Marriott CEO ‘worried’ staff cuts might be too deep

Marriott International CEO Arne Sorenson has expressed concern that the company’s quick response to the coronavirus crisis in standing down tens of thousands of workers may come back to bite them when a recovery occurs.

“I am worried we are cutting so deeply that the rebuilding process will be more challenging than we anticipated and maybe, to some extent, that we might regret having moved as aggressively as we’ve moved,” Sorenson said.

Marriott has 1.4 million rooms across the world, but evaporating demand forced it to begin shutting down hotels last week.

Sorenson conceded that some hotels may never re-open, saying the current crisis is worse than the worst quarter ever in the company’s business, which saw roughly a 25 per cent decline on average in hotel revenue globally.

“In terms of our business, COVID-19 is like nothing we’ve ever seen before,” Sorenson said.
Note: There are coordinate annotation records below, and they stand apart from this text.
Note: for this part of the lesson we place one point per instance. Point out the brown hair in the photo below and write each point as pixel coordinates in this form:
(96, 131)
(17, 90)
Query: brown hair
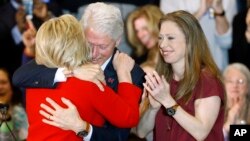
(197, 57)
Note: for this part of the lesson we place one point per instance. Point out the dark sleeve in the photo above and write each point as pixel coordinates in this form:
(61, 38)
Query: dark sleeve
(138, 76)
(33, 75)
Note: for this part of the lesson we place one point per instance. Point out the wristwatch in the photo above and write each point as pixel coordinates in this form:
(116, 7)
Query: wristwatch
(84, 133)
(171, 110)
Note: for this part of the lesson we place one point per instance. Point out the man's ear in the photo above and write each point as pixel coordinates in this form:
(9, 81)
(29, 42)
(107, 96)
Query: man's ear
(118, 41)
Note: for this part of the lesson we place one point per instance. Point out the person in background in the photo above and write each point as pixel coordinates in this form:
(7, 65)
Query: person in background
(241, 37)
(12, 25)
(186, 93)
(103, 27)
(142, 34)
(15, 116)
(237, 85)
(215, 17)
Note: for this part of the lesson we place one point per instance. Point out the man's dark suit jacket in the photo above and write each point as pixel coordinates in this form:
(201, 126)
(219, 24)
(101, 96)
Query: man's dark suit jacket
(33, 75)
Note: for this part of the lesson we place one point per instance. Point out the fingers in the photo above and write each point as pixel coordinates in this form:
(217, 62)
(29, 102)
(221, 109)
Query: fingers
(45, 114)
(53, 104)
(51, 122)
(67, 103)
(99, 85)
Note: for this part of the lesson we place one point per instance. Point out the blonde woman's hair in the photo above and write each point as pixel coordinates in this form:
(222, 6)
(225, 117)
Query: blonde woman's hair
(60, 42)
(104, 18)
(153, 15)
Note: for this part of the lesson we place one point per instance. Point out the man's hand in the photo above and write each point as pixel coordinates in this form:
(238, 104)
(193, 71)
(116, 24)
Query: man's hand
(64, 118)
(123, 64)
(91, 72)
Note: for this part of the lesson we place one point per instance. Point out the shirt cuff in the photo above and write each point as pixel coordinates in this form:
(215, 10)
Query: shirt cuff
(88, 137)
(17, 36)
(59, 76)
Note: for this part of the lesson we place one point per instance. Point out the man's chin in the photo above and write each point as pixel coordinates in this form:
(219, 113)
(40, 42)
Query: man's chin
(97, 62)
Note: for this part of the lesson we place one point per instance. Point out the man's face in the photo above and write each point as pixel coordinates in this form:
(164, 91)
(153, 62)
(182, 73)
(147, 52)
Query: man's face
(102, 45)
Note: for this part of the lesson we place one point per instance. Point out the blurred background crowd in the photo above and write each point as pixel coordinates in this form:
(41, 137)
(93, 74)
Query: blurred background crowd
(227, 32)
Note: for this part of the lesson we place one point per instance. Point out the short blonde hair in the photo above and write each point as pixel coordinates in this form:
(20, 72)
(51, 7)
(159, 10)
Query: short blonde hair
(105, 18)
(153, 14)
(60, 42)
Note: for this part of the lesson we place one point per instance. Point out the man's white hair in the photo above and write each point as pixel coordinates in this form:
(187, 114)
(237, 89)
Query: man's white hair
(103, 18)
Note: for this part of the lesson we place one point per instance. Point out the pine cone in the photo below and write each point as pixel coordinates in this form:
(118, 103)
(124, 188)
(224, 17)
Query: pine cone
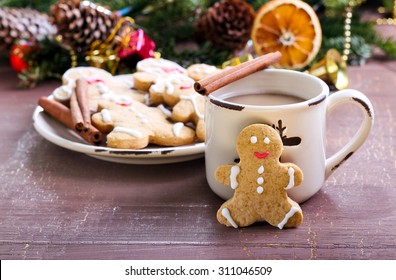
(80, 23)
(23, 23)
(227, 24)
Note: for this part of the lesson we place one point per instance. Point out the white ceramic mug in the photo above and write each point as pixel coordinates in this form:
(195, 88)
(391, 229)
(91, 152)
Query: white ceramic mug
(302, 125)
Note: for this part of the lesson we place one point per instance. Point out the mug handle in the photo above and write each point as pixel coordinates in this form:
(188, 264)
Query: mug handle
(357, 98)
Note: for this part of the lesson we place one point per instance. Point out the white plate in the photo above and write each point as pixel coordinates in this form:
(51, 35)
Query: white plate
(58, 134)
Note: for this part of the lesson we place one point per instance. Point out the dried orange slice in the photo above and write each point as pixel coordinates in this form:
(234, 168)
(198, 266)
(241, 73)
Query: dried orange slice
(291, 27)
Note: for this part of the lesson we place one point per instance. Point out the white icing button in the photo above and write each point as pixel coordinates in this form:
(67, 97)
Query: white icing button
(253, 139)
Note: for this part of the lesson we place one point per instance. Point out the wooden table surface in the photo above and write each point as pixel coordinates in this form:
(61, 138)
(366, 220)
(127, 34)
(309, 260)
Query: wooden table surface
(60, 204)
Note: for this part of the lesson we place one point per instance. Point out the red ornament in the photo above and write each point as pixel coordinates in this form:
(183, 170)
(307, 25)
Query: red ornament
(18, 56)
(138, 44)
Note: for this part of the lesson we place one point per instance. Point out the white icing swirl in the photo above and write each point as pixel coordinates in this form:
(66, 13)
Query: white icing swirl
(132, 132)
(177, 128)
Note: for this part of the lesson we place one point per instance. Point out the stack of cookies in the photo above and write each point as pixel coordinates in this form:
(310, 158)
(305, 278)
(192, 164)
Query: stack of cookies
(156, 105)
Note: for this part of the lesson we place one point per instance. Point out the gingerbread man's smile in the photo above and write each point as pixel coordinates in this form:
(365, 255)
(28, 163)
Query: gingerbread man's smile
(261, 155)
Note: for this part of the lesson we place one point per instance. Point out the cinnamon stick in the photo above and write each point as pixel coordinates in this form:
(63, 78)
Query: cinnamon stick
(63, 114)
(76, 115)
(83, 101)
(227, 76)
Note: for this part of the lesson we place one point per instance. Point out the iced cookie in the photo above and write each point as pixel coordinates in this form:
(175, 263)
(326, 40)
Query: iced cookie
(167, 90)
(136, 125)
(101, 85)
(260, 182)
(191, 108)
(201, 71)
(160, 66)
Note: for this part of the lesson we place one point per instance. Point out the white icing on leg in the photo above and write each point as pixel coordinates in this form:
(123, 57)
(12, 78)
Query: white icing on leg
(289, 214)
(234, 173)
(291, 178)
(226, 214)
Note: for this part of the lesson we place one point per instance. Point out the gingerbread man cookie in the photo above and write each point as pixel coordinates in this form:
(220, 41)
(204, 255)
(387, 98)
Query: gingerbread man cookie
(136, 125)
(260, 182)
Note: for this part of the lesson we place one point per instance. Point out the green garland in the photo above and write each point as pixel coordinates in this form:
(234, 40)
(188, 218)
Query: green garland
(169, 23)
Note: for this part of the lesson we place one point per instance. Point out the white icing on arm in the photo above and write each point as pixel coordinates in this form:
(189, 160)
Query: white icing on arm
(226, 214)
(291, 178)
(234, 173)
(289, 214)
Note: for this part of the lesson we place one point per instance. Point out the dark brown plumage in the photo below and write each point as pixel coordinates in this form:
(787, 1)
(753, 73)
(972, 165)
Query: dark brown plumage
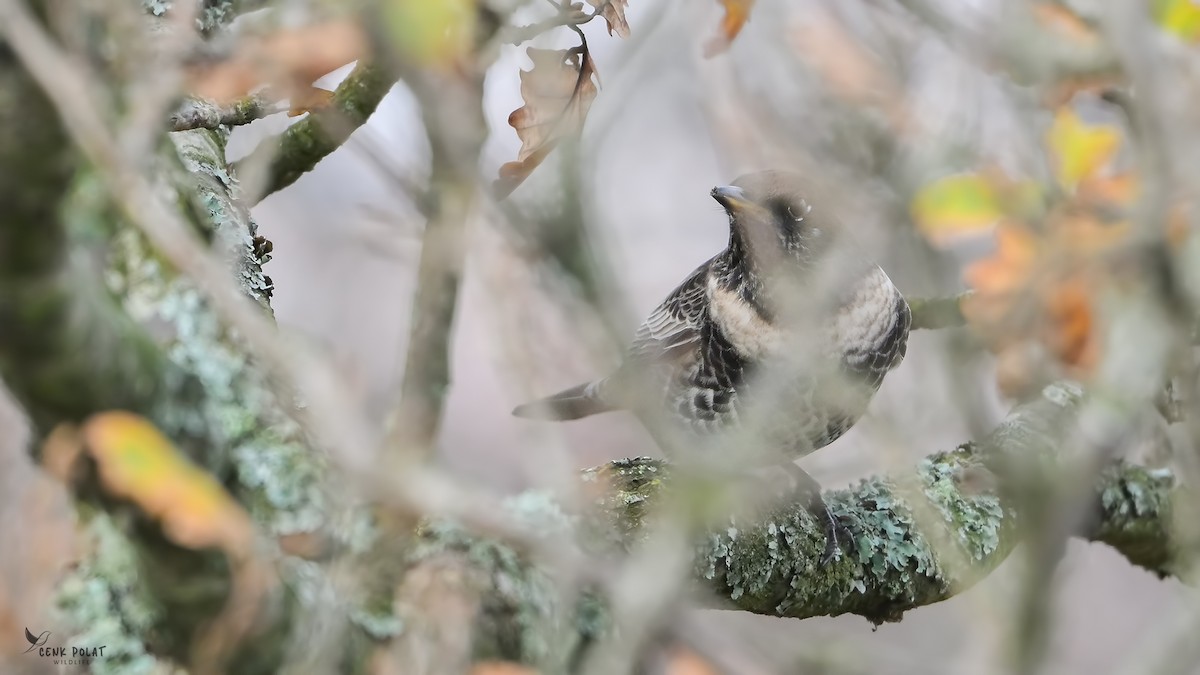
(785, 334)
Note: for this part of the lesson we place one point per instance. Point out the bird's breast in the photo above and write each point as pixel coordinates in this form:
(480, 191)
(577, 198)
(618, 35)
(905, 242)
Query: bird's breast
(751, 335)
(869, 315)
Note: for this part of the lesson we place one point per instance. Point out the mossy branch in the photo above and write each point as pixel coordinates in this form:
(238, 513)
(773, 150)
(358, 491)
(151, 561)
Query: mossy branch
(312, 138)
(919, 538)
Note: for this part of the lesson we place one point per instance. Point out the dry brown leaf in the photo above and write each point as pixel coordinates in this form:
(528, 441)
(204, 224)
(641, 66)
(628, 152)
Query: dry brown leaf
(558, 93)
(737, 12)
(613, 11)
(501, 668)
(309, 100)
(287, 59)
(687, 662)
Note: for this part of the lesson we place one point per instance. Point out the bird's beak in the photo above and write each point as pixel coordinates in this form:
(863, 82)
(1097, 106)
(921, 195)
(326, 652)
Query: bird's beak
(731, 197)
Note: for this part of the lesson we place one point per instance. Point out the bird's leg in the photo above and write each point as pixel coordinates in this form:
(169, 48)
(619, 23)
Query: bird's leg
(793, 484)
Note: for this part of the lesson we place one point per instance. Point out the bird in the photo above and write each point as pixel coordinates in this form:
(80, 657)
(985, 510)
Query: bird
(785, 335)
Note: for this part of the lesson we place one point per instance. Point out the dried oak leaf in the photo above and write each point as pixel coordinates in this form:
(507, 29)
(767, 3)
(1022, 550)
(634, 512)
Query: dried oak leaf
(613, 11)
(287, 60)
(309, 100)
(136, 461)
(683, 661)
(558, 94)
(737, 12)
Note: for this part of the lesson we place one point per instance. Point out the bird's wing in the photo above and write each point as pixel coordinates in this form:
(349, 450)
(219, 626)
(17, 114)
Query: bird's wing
(673, 327)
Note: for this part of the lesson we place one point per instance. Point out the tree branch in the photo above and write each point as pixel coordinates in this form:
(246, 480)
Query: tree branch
(918, 538)
(937, 312)
(312, 138)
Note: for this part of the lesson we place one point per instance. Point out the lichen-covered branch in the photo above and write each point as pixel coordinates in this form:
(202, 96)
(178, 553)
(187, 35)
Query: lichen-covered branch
(455, 125)
(199, 113)
(937, 312)
(323, 131)
(918, 538)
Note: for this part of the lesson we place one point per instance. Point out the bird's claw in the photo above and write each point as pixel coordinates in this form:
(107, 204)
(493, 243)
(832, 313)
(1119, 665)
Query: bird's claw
(835, 533)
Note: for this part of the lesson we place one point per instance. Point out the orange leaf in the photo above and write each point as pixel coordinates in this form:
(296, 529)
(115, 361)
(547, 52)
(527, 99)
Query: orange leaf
(282, 59)
(558, 94)
(613, 11)
(737, 12)
(137, 463)
(1065, 23)
(501, 668)
(1079, 150)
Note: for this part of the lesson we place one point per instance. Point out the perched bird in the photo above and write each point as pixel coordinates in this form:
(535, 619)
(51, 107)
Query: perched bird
(785, 336)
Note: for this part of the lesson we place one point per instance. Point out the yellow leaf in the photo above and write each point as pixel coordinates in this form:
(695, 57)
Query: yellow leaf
(137, 463)
(431, 31)
(613, 11)
(955, 204)
(1078, 149)
(558, 94)
(501, 668)
(1180, 18)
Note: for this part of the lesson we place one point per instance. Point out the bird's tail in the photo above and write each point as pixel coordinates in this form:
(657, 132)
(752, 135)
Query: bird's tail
(569, 404)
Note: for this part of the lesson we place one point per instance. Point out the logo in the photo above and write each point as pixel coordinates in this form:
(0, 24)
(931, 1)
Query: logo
(39, 641)
(61, 656)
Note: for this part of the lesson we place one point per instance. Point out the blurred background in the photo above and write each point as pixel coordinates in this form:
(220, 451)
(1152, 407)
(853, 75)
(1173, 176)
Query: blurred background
(667, 126)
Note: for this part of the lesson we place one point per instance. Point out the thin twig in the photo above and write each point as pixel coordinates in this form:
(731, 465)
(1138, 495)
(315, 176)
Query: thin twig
(340, 425)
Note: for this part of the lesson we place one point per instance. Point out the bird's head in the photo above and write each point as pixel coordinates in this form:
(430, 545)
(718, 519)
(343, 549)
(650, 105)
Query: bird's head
(772, 221)
(778, 236)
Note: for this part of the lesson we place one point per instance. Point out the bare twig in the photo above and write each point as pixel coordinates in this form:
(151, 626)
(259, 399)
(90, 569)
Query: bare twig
(199, 113)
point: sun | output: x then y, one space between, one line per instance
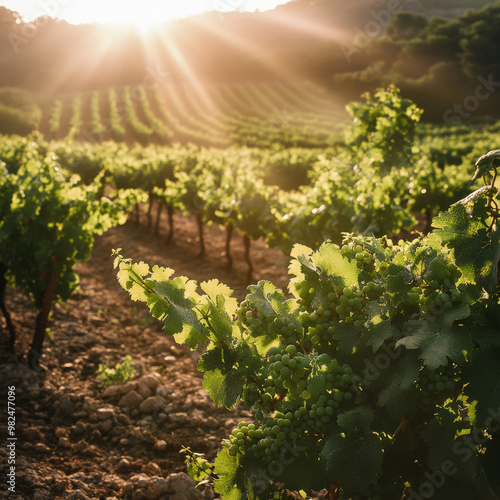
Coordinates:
144 15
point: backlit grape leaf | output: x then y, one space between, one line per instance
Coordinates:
436 338
476 252
225 388
353 461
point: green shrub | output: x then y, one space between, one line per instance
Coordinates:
120 374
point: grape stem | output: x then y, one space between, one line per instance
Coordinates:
334 492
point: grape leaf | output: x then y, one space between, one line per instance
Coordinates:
484 385
334 264
231 483
349 338
225 388
475 251
395 383
486 163
379 329
177 312
436 338
359 418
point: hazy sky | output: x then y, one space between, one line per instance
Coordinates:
139 12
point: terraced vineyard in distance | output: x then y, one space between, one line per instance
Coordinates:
258 114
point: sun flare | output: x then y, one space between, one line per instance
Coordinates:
143 15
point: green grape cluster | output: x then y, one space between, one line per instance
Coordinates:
286 330
250 317
287 409
375 493
343 305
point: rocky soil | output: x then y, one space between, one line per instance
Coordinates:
78 442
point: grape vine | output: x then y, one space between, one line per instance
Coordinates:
372 375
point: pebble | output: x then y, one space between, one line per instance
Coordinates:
129 386
130 400
64 443
152 469
106 426
105 413
164 391
160 445
152 404
144 390
61 432
41 448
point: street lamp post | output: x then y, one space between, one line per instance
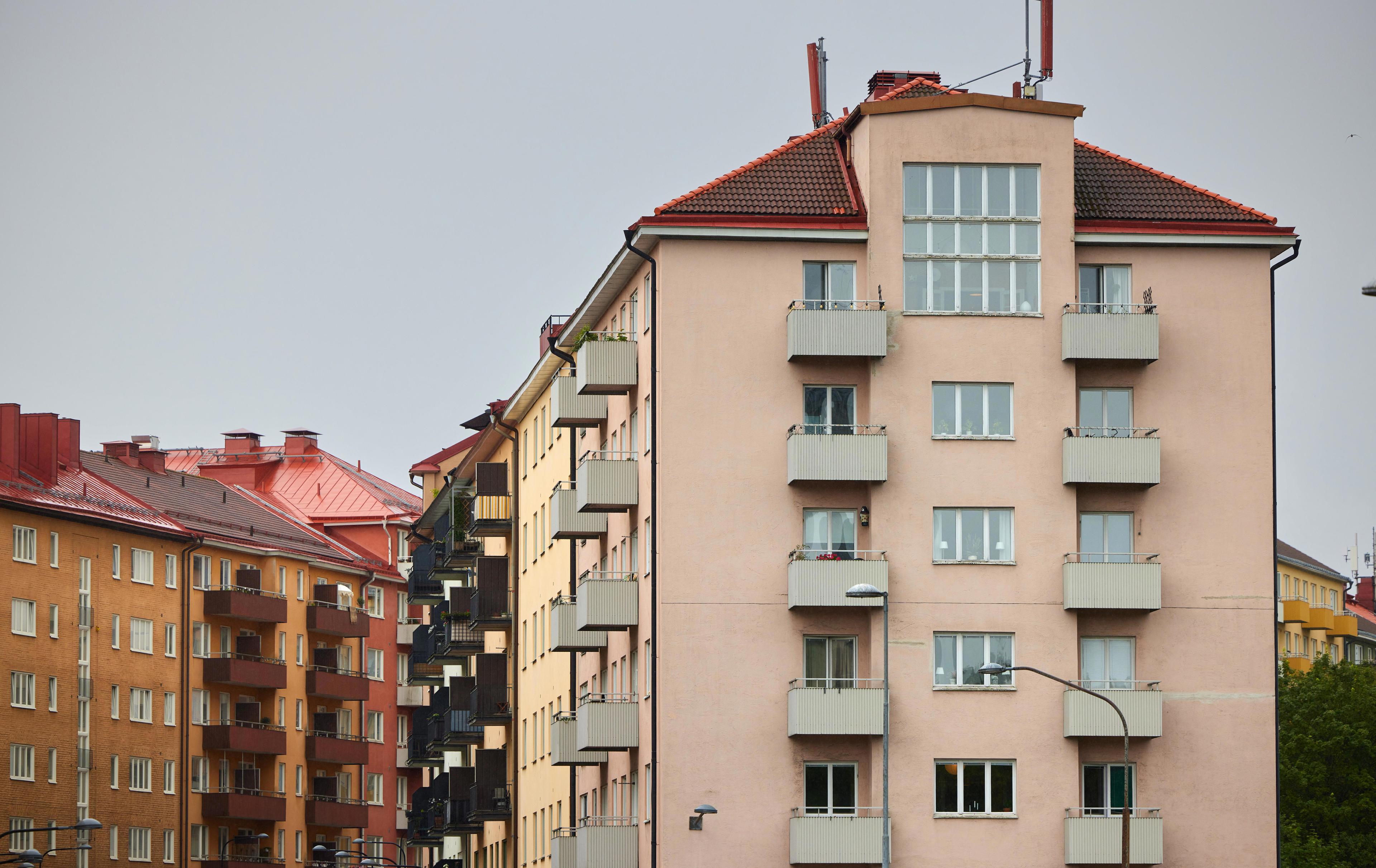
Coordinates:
998 669
870 592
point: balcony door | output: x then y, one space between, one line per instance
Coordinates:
829 789
1105 413
829 661
1103 789
1107 664
1105 538
829 531
829 409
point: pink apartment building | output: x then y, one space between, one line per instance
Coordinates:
1015 380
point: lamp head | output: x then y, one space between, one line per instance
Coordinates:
865 591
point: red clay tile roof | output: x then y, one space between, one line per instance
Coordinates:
807 178
1114 187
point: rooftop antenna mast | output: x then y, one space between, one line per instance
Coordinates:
818 83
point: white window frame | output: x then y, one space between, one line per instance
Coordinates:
922 225
960 661
960 522
25 545
960 394
989 789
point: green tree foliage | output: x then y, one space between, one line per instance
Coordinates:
1328 767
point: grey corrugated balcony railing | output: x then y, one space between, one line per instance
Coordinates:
838 453
563 742
840 837
1094 837
1112 456
569 409
855 328
609 723
836 707
563 628
607 600
607 481
1108 581
1111 332
565 519
822 577
1090 716
607 842
607 362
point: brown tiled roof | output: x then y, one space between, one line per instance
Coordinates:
807 178
1114 187
1295 555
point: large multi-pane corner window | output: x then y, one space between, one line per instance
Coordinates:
1107 664
972 410
1103 787
829 409
829 661
829 789
25 545
958 657
829 285
829 533
972 240
1105 289
1105 538
966 787
972 536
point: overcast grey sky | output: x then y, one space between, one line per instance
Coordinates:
354 216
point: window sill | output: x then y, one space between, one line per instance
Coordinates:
1032 314
975 687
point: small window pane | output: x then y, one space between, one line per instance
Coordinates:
947 787
916 285
1026 193
916 190
999 200
943 190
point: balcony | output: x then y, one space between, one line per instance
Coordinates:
563 628
1294 610
607 600
568 523
1094 838
836 707
606 364
244 804
607 482
607 723
1320 617
1093 581
837 329
1111 332
563 848
336 812
336 620
245 600
569 409
245 738
822 578
1112 456
607 842
1090 716
838 453
836 840
563 743
245 671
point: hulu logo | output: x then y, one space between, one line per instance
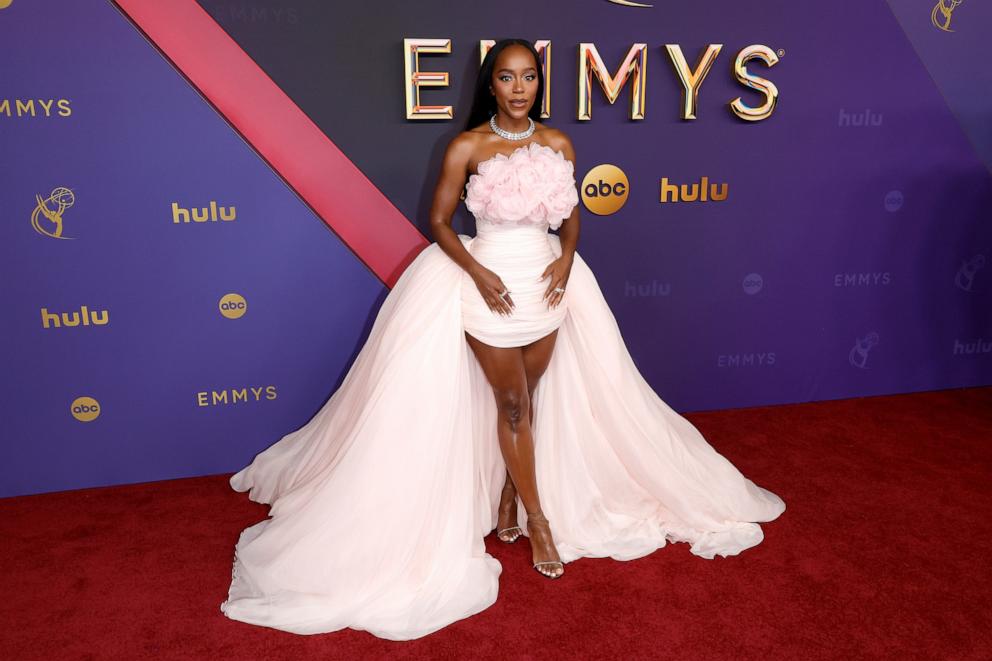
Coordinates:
84 317
208 214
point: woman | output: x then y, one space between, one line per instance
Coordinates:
494 374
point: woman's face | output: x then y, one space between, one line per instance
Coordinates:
514 82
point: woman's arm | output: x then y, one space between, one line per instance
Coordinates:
447 194
568 233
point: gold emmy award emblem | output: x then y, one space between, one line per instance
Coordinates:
61 199
941 14
85 409
233 306
605 189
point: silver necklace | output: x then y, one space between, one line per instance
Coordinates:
503 133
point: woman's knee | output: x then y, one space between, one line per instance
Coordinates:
513 405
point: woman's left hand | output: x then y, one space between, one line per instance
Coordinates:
558 271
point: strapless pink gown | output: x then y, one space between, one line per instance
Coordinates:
379 504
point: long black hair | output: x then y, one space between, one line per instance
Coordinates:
483 102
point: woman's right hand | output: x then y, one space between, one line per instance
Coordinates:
490 286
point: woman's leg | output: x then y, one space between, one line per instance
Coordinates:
537 356
505 370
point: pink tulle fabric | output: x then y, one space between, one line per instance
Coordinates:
533 185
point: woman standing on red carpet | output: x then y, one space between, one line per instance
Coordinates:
494 376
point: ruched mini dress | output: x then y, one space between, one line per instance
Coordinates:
516 199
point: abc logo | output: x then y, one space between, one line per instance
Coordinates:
604 189
84 409
233 306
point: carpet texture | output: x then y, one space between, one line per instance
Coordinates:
881 553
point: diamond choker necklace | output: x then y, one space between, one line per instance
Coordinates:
526 133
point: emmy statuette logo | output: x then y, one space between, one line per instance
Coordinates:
941 14
85 409
46 219
233 306
605 189
858 356
964 279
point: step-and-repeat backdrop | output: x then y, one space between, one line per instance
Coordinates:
781 202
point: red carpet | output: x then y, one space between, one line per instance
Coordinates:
882 553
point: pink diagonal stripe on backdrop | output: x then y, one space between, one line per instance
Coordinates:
344 198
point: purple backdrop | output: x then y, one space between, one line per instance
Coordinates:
847 260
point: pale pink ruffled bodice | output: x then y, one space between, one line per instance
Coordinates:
534 185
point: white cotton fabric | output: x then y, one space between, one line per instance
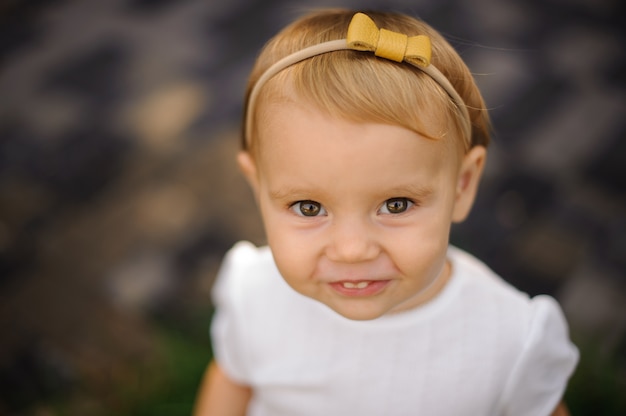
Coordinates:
481 347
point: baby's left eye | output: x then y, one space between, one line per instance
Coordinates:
395 206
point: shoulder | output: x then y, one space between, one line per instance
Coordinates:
246 270
538 354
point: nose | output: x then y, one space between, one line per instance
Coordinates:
352 241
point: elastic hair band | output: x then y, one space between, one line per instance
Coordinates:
363 35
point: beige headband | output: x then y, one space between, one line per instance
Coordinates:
363 35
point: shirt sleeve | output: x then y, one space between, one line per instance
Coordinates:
548 358
227 331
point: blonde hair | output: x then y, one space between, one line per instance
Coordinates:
362 87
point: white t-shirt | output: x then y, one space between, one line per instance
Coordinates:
481 347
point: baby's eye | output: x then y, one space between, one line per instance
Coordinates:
308 208
396 206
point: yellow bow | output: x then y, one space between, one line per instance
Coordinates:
364 35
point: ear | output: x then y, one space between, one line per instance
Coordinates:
247 166
467 182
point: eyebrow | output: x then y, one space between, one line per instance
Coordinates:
411 189
406 190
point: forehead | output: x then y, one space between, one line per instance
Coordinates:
302 143
282 114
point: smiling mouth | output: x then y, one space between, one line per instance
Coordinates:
355 285
359 288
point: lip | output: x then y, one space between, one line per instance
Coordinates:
373 288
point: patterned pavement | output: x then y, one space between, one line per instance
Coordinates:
118 195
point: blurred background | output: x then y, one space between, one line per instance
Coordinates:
119 122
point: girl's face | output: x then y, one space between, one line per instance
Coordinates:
357 215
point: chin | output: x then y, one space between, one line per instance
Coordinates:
358 313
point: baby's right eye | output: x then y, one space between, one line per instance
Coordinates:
308 209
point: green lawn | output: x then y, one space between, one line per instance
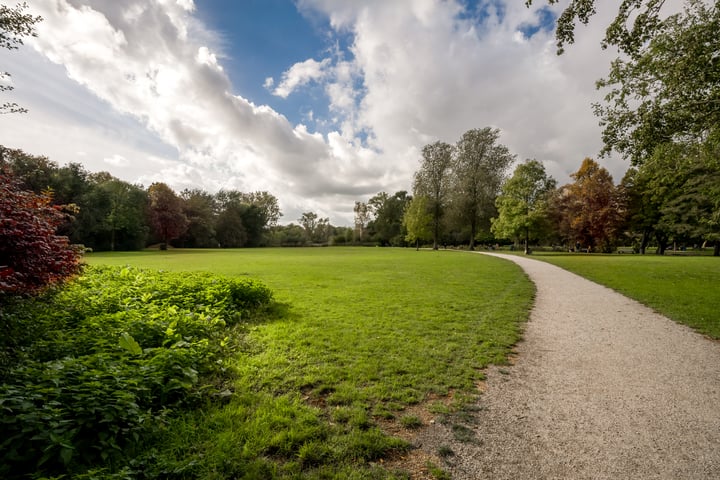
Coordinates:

The steps Marriott is taking to stay in business include standing down perhaps tens of thousands of employees for at least 60-90 days; suspended all non-essential travel for employees; and suspending brand marketing and advertising.

Sorenson and executive chairman Bill Marriott Jr. will receive no salary for the rest of 2020, while the Marriott International executive team will take 50 per cent pay cuts.

In one glimmer of hope, Sorenson said “we are seeing some early signs of lodging demand beginning to return” in China, which saw a 90 per cent decline in its business at the height of the coronavirus pandemic.

To add to his worries, Sorenson is also battling pancreatic cancer.

“I feel good and my team and I are 100 per cent focused on overcoming the common crisis we face,” Sorenson said. “Together we can and will overcome this, and we’ll thrive once again.”